Dans ce territoire peu occupé par les designers, excepté dans une relation au graphisme et aux images écran, les interfaces créées par les Cocktail Designers pour la musique électronique prennent un caractère d'exemplarité. Inscrits à l'intersection de champs différents comme l'art, l'architecture, le théâtre et la musique, et parce qu'ils répondent d'une manière spécifique à une commande dans une collaboration pluridisciplinaire assumée, ces objets sont caméléons en tant qu'ils se glissent avec justesse dans le monde auquel ils sont destinés et auquel ils semblent toujours avoir appartenu. En conséquence, alors qu'ils relèvent d'une approche de design, avec des designers, leur statut est interprété de manière variable, soumis parfois à des confusions sémantiques quant à leur nature et à leur définition. Comme dispositifs de diffusion sonore, ils sont souvent assimilés à des installations ou à des sculptures. Par contre, en les abordant à partir de leur utilité, la trivialité de leur fonction met en évidence leurs qualités intrinsèques d'objets diffuseurs de sons, comme on parle de diffuseurs d'odeur ou de lumière.

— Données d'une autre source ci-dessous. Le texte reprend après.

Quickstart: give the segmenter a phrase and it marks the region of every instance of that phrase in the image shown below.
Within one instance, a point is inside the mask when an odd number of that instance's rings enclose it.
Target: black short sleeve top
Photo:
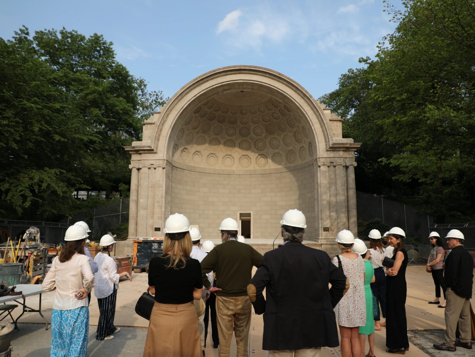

Par essence, le sonore n'est pas visible. Ceci est renforcé par une électronique qui favorise la miniaturisation et ses corollaires, invisibilité et concentration de la matière. Les instruments peuvent se réduire à une puce et quelques interfaces. Les Cocktail Designers travaillent à la mise en spectacle de cet invisible. Ils n'agissent pas à la manière d'un magicien qui crée des tours de passepasse ou des systèmes ingénieux pour maintenir l'illusion d'un invisible. Ils sont plutôt proches des designers d'un « Power of Ten » (2), munis d'un microscope ou d'un télescope, selon la chose à observer, son rapprochement ou son éloignement. Ils s'ingénient à monter en surface les différents phénomènes qui participent du sonore et de sa diffusion. À travers des objets transmetteurs, ils fabriquent la spectacularisation de ce qui n'est plus ou qui se dissimule. En effet, il s'agit de réunir des spectateurs/auditeurs qui participent à une expérience commune d'écoute de musique électronique alors que tout ce qui convoque habituellement au concert – le live et ses inattendus, la figure de la star ou du héros, le virtuose, la transpiration, le rythme d'un corps, une accélération, les bruits parasites – se concentre autour d'un musicien devant son laptop, des écrans, des claviers et des manipulations de code. On pourrait croire à une présence cérébrale où les corps seraient laissés pour compte, les corps des musiciens comme ceux des instruments. Ces dispositifs modélisent de nouvelles possibilités de réunion et de partage. Face à ces situations technologiques nouvelles, les Cocktail Designers produisent des artefacts pour rendre ce monde sonore, transmissible et appropriable, « riche en expériences » (3). Ils participent de cette histoire du design traversée par la nécessité de comprendre notre environnement et de créer des artifices qui le rendent accessible et utilisable.

(...)


1. Mike Berk « Chapitre XI : Technologie. Fétiches analogiques et futurs numériques » in Modulations, une histoire de la musique électronique. Distributed Art Publishers, Inc. & Caipirinha Productions, 2000. Éd. Allia, Paris, 2004 pour la version française.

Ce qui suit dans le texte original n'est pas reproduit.